Responding to stakeholder queries at the company’s latest annual general meeting, Chandrasekaran said the Iveco acquisition would be financed through a mix of debt and internal cash generation. He said the debt would be serviced and repaid through Iveco Group’s future cash flows, and no equity dilution is envisaged.
Furthermore, he noted that the company will continue to spend 2% to 4% of its annual revenue on capital expenditure, earmarking about 55% of that investment for future technologies. Spending would remain low when upgrading existing vehicle platforms and increase during major product and technology programmes, the top executive continued.
A back of the envelop calculation suggests that if Tata Motors and Iveco together end up with annual revenue of about $35 billion to $40 billion over the next five years, then spending 2% to 4% of that on capital expenditure would mean roughly $700 million to $1.6 billion a year.

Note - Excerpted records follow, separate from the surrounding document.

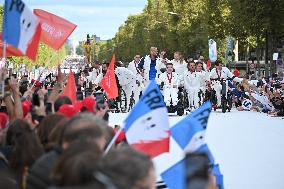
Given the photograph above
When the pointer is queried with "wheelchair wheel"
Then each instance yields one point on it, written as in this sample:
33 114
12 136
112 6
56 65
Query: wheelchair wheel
131 101
224 104
230 100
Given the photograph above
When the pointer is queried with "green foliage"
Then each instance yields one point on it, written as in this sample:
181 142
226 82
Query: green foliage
46 57
186 25
1 17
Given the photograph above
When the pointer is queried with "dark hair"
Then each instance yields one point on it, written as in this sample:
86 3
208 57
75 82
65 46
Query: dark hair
198 62
77 164
60 101
27 148
56 133
217 62
125 166
89 132
169 64
46 126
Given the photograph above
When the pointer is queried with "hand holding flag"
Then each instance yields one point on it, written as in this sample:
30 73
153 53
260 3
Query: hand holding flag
108 83
21 28
55 30
147 126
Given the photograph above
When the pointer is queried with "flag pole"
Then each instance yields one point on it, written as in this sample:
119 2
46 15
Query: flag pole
53 55
4 63
113 140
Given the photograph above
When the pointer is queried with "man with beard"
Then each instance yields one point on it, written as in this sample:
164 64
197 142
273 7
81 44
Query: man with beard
149 65
139 85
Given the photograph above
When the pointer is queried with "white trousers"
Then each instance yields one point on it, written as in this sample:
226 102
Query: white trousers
128 89
170 94
193 99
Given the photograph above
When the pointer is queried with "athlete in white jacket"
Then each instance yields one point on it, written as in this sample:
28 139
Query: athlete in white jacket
179 64
192 84
204 79
218 74
170 82
127 81
150 65
139 85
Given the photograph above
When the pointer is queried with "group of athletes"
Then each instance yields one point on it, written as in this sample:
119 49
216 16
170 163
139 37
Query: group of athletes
191 76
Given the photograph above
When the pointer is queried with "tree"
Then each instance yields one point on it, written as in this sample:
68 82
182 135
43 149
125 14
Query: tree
46 56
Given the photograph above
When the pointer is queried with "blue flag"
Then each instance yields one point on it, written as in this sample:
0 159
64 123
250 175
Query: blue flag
147 126
189 134
219 177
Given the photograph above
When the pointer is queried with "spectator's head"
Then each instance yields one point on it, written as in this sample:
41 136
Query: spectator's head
169 67
191 66
68 110
96 64
201 58
54 137
89 104
177 56
218 64
105 67
137 58
163 54
77 164
154 51
60 101
46 126
27 148
128 168
199 66
85 126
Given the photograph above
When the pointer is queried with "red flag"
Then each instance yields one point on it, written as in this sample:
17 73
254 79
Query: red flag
10 50
70 88
208 65
108 83
55 30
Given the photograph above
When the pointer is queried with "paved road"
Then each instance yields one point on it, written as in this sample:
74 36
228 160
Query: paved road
249 147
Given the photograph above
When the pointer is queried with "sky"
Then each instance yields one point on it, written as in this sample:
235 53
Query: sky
100 17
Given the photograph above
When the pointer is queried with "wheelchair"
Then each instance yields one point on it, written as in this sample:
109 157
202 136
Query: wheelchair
181 104
226 97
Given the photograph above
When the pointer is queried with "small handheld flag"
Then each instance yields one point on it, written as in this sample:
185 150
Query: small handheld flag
147 126
21 28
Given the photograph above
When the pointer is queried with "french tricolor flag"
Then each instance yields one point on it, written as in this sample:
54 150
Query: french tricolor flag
21 28
147 126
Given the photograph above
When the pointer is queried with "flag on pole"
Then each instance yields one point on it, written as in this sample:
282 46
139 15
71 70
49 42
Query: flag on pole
70 89
21 28
189 134
219 177
55 30
147 126
10 50
212 50
108 83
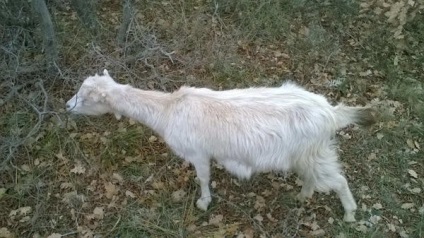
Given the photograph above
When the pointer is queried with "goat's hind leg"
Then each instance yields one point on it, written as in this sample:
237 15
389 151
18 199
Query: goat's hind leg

If half of that capex is directed toward future technologies, the amount set aside for those projects would be about $350 million to $800 million annually.
Chandrasekaran, earlier during his address at the AGM stated that the company has secured the majority of the regulatory approvals required for the multi-country transaction and is working through the remaining clearances, with completion targeted for the second quarter of fiscal 2027.
The Chairman outlined three strategic rationales for the deal: access to IVECO's powertrain and other technology, an expanded international footprint that builds on Tata's existing overseas presence, and broader product capabilities to compete across markets with varying customer needs. He said the combined entity is targeting a position among the top four commercial vehicle makers globally; a notable ambition in an industry currently led by manufacturers such as Daimler Truck, Traton (Volkswagen's truck unit), Volvo Group, and Paccar.
Asked about the biggest challenges facing Tata Motors Commercial Vehicles, the Chairman identified geopolitical uncertainty, disruption in supply chain and commodity price volatility as the three big risks. The company, Chadrasekaran pointed out, is mitigating them by increasing localisation to reduce supply-chain disruptions and by improving value engineering plus effective cost management to offset raw material inflation.